5.指定地域密着型サービス事業を運営することはできない。

猫の写真

解答

2、3、4

解説

 国保連の介護保険関係の業務は、次のものです(2018中央法規ワークブックP134、八訂基本テキスト1巻P187~)。

国保連の介護保険関係の業務
介護給付費の審査・支払い業務(市町村からの委託)
総合事業の第1号事業支給費と、総合事業の実施に必要な費用の審査・支払い業務(市町村からの委託)
サービスに関する苦情処理の業務(中立性・公平性の観点から、市町村ではなく、国保連の独立業務とされている)
第三者行為求償事務(市町村からの委託)
指定居宅サービス、指定地域密着型サービス、指定居宅介護支援、指定介護予防サービス、指定地域密着型介護予防サービスの事業、介護保険施設の運営
その他、介護保険事業の円滑な運営に資する事業(たとえば、市町村からの依頼により、市町村の事務を共同で処理するなど)

 以上を踏まえて、各選択肢を見ていきます。

1.広域保険者を監督する。
→×

 これは、上記の国保連の業務に含まれません。そのため、解答は×になります。

2.介護給付費等審査委員会の委員を委嘱する。
→◯

 上記①と②の国保連の審査業務を行うために、国保連に設置されるのが介護給付費等審査委員会です。この委員は、国保連が委嘱します(2018中央法規ワークブックP135、八訂基本テキスト1巻P187)。そのため、解答は◯になります。

3.指定居宅支援事業を運営することができる。
→◯
4.介護保険施設を運営することができる。
→◯

 これらは上記⑤のように、国保連の業務に含まれています。そのため、解答は◯になります。

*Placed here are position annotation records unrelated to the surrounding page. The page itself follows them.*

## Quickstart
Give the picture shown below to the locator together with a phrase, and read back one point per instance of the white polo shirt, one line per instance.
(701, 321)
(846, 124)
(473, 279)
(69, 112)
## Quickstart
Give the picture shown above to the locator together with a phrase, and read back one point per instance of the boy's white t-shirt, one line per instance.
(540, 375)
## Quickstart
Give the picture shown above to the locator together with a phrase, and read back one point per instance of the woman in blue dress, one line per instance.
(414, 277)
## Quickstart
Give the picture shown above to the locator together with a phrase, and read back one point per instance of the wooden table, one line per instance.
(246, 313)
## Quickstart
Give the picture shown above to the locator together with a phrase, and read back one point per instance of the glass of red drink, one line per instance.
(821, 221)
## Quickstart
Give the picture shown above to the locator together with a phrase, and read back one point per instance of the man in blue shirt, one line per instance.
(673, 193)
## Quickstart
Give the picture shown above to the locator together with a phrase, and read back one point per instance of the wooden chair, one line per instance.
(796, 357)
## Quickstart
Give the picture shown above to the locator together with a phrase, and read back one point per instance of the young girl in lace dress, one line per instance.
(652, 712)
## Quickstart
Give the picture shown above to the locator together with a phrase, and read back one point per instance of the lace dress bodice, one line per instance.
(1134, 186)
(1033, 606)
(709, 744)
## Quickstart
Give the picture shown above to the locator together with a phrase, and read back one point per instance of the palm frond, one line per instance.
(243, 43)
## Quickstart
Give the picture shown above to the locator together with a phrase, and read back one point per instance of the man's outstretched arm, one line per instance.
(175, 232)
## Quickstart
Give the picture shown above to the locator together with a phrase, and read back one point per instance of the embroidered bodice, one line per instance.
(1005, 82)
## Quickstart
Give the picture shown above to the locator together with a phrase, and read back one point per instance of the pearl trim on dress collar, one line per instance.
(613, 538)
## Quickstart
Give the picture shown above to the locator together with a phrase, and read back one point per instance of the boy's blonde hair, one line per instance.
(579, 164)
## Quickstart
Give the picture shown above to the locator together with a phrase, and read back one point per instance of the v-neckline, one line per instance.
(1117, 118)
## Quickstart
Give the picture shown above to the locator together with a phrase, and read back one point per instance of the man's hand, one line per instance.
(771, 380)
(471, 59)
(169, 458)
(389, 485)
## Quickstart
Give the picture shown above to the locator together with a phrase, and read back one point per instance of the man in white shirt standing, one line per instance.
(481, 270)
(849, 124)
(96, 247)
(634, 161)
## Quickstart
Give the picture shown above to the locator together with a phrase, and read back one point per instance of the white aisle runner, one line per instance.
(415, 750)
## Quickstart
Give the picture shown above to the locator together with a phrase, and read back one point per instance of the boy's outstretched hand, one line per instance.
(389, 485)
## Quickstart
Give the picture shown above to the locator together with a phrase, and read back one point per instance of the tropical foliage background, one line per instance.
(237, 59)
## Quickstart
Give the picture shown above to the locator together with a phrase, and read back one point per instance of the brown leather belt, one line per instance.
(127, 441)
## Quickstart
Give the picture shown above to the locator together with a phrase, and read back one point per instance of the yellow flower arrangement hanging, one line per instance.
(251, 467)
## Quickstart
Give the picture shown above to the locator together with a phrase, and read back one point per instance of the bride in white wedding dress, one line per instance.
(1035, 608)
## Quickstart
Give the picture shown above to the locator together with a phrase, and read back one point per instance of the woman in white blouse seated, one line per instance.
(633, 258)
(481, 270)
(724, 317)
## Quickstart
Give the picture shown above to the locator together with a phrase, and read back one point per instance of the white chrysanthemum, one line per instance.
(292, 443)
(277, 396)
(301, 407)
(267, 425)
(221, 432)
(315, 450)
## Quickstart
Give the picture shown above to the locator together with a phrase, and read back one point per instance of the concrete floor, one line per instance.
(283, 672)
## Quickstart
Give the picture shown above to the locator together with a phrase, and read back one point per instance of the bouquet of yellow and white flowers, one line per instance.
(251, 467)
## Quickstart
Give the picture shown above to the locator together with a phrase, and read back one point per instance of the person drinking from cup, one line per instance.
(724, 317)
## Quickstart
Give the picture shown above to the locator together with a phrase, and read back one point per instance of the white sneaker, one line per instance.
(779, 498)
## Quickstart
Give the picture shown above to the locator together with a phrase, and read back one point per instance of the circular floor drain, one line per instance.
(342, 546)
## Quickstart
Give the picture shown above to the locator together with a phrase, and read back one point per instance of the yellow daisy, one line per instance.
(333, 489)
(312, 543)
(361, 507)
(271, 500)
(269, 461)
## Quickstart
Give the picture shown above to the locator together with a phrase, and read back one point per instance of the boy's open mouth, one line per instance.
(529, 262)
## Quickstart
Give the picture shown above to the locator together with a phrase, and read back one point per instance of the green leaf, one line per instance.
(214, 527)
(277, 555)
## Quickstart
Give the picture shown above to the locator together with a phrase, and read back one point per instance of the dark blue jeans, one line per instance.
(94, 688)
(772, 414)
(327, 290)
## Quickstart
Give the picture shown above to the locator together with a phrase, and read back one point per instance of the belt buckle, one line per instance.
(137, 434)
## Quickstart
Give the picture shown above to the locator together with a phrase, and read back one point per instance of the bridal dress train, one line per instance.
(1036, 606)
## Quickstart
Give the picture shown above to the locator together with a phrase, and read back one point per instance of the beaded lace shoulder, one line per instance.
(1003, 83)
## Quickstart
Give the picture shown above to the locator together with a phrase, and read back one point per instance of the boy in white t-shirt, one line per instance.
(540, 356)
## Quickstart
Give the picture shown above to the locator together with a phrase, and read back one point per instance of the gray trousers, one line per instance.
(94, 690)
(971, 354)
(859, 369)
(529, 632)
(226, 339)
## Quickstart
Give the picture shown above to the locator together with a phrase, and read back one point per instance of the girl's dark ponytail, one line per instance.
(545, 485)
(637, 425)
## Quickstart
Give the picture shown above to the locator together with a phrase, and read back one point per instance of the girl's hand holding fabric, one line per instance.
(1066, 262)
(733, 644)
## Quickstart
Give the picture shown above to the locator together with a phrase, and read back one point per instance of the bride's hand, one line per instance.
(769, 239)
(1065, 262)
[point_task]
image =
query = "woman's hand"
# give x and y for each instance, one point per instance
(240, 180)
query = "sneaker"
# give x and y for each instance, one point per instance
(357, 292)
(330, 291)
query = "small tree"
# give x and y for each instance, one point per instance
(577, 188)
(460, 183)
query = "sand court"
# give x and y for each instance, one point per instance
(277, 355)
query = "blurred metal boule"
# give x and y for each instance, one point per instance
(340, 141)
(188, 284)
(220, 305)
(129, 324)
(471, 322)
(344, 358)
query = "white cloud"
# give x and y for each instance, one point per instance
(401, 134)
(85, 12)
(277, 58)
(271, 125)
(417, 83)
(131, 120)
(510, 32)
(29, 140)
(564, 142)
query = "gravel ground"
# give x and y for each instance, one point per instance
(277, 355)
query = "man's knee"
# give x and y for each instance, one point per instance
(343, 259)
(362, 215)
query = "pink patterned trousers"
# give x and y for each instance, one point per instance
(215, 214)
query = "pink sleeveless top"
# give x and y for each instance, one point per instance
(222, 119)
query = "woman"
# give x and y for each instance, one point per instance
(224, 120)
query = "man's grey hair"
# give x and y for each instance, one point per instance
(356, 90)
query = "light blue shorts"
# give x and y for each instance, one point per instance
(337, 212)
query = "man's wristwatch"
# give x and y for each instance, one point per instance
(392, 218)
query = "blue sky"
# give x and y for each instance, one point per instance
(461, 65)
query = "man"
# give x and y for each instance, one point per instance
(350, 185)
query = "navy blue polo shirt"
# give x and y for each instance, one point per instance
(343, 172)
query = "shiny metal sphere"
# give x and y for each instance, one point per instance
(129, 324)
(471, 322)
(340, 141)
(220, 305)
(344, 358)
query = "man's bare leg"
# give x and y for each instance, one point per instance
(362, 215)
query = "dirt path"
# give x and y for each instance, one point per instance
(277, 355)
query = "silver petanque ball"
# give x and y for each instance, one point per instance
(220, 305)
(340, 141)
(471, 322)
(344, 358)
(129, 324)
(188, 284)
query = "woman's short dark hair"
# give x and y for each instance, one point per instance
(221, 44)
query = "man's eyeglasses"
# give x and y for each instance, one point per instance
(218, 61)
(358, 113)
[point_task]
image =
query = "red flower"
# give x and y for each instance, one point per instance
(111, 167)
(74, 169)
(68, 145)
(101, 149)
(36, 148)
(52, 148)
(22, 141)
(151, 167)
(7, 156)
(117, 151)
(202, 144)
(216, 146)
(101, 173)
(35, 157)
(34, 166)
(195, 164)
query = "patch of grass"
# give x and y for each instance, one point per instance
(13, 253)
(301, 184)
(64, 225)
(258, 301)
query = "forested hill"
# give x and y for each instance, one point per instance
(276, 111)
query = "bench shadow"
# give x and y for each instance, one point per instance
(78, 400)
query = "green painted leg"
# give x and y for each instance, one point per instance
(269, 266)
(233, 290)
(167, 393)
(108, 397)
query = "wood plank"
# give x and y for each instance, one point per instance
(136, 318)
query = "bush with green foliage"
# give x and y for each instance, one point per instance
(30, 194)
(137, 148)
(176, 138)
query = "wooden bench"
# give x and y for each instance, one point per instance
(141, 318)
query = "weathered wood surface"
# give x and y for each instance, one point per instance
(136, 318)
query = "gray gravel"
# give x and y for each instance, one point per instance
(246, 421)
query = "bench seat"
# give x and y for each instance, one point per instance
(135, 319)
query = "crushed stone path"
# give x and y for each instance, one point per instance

5.指定地域密着型サービス事業を運営することはできない。
→×

 上記⑤のように、国保連は指定地域密着型サービス事業を運営することができます。そのため、解答は×になります。

関連Q&A
国保連の苦情処理と介護保険審査会の不服審査は、どう違うのですか?

国保連が行う苦情処理 → サービスについての苦情処理

 これは、“事業者・施設が提供したサービス”についての苦情に関する処理です。  たとえば、利用者が訪問介護を利用して、「事前の説明と、サービス内容が違う」、「利用していない分まで費用請求された」という場合は、その苦情を国保連に対して申し立てて、それを国保連が処理します。  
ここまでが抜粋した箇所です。